On Sun, Oct 29, 2006 at 11:18:28PM -0700, George Mihai IACOB wrote:
> Jonathan Gray wrote:
> >On Sun, Oct 29, 2006 at 08:24:16PM -0700, George Mihai IACOB wrote:
> >>Hello!
> >>
> >>I am a not-so-experienced programmer and I started a personal project 
> >>which requires a deep understanding of the OpenBSD kernel - no, I am not 
> >>going to fork another BSD style operating system. I wonder if there is 
> >>documentation describing the kernel, other that the comments in the 
> >>source. For a start, I am reading Andrew Tanenbaum's "Modern Operating 
> >>Systems", 2nd edition and trying to follow the code in the kernel 
> >>source, starting with sys/kern/init_main.c
> >>Is this a wrong approach? Do you have other suggestions? I know there's 
> >>no easy way and I am not looking for one, all I want is a starting point.
> >>Regards,
> >>George
> >
> >You don't mention what you had in mind so it is hard to point at anything.
> >"The Design and Implementation of the 4.4 BSD Operating System" by
> >McKusick and friends is likely to be more relevant for implementation
> >details, Tanebaum's book is more high level theory.
> >
> 
> Well, I want to be able to write software which should run in kernel 
> mode and/or modify the kernel.

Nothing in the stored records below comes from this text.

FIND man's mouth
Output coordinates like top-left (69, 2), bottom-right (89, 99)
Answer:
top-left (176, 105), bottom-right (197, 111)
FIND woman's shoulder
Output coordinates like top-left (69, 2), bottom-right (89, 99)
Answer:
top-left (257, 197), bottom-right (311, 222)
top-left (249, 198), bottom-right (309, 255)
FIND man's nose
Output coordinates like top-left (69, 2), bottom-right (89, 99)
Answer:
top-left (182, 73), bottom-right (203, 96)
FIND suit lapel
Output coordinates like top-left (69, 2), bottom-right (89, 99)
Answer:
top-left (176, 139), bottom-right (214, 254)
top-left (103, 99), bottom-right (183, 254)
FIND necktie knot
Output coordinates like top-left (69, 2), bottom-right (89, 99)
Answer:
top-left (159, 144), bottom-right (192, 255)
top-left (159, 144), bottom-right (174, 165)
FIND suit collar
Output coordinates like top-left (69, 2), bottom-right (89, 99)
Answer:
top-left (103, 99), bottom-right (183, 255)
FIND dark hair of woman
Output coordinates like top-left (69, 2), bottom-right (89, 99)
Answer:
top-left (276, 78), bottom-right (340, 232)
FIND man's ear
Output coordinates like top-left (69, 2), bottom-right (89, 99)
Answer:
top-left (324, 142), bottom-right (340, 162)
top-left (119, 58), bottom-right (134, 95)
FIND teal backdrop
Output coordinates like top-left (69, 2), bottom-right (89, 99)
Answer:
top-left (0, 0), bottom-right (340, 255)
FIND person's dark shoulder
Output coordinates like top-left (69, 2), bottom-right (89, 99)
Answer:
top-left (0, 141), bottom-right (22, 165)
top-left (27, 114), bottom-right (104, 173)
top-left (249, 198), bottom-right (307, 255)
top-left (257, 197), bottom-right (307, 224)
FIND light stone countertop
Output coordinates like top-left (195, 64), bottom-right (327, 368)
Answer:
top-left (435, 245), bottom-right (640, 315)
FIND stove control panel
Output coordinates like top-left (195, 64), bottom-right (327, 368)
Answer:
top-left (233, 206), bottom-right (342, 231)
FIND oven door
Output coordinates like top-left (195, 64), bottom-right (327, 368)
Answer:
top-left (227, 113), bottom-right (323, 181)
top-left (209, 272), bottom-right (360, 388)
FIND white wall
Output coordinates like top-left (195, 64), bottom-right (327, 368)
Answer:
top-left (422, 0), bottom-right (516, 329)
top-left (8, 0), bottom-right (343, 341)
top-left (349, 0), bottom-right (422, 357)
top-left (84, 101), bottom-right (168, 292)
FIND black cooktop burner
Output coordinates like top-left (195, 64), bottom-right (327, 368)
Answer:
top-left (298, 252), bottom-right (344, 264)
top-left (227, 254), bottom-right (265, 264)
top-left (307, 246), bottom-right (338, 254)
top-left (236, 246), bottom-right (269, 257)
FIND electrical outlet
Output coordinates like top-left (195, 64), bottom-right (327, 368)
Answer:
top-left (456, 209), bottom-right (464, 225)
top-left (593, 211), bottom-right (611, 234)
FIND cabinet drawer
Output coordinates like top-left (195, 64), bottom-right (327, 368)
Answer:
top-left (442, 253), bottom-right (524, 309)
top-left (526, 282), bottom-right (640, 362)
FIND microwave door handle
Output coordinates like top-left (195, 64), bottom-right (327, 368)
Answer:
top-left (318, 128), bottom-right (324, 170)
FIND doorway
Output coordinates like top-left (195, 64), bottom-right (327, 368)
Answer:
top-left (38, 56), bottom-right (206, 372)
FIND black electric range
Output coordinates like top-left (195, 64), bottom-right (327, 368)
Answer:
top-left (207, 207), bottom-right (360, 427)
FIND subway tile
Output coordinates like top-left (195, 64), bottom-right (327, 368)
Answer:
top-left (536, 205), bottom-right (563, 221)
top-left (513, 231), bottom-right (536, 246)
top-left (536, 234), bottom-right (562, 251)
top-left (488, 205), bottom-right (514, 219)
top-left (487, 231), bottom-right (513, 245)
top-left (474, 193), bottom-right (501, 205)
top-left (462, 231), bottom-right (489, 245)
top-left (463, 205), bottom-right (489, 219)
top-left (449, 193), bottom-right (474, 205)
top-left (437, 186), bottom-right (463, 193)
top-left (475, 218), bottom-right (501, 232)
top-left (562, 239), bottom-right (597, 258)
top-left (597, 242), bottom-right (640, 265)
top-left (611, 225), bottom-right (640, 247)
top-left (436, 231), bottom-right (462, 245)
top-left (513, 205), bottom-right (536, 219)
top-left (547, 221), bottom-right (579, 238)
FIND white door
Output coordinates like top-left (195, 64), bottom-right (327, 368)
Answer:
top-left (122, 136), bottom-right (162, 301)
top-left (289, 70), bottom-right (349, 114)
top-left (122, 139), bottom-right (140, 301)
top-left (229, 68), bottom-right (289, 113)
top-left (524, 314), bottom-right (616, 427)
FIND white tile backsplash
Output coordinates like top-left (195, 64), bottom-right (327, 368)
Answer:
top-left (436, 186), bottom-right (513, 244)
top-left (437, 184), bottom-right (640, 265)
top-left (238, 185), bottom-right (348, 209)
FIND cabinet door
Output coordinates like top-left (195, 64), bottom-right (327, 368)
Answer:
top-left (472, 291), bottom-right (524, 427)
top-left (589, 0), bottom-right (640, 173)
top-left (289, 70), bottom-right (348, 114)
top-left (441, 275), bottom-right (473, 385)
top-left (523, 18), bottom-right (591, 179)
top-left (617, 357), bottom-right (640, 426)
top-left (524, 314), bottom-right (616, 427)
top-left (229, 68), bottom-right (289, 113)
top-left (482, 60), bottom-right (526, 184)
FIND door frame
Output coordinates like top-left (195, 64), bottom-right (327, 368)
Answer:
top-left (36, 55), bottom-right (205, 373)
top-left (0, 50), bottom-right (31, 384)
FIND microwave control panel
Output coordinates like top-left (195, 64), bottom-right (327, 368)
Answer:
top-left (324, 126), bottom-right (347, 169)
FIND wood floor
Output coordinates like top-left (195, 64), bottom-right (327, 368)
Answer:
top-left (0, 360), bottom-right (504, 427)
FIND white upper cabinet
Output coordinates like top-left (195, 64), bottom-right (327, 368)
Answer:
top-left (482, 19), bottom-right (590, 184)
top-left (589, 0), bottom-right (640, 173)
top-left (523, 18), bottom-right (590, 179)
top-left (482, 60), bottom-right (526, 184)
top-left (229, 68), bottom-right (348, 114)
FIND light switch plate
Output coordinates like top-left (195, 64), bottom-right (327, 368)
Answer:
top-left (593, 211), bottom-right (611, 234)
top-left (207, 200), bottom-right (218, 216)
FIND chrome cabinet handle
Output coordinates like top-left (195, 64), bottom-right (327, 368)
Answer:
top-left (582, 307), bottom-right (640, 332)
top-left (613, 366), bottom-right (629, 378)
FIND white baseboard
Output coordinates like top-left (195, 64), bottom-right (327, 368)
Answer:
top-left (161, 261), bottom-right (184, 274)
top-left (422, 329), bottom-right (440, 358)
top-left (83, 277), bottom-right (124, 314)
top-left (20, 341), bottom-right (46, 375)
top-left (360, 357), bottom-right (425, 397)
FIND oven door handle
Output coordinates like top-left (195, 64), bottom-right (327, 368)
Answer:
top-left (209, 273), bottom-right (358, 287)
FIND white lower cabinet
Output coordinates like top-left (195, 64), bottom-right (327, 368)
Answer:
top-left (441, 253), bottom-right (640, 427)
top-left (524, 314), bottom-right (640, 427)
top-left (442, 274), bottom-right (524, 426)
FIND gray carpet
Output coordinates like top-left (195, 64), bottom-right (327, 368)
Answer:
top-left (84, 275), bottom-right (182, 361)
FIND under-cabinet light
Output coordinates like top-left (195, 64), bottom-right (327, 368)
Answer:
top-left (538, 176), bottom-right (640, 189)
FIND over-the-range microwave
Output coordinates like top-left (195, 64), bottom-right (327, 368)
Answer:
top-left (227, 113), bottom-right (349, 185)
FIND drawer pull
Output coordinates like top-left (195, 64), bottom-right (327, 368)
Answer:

Basically, I'm just like a college 
> student taking an operating systems course and using OpenBSD as an example.

"Operating System Concepts" by Silbershatz, Galvin and Gagne:
http://codex.cs.yale.edu/avi/os-book/os7/

As a bonus, there are pretty dinosaur pictures at the start of each 
chapter.

Also, get the BSD book mentioned above.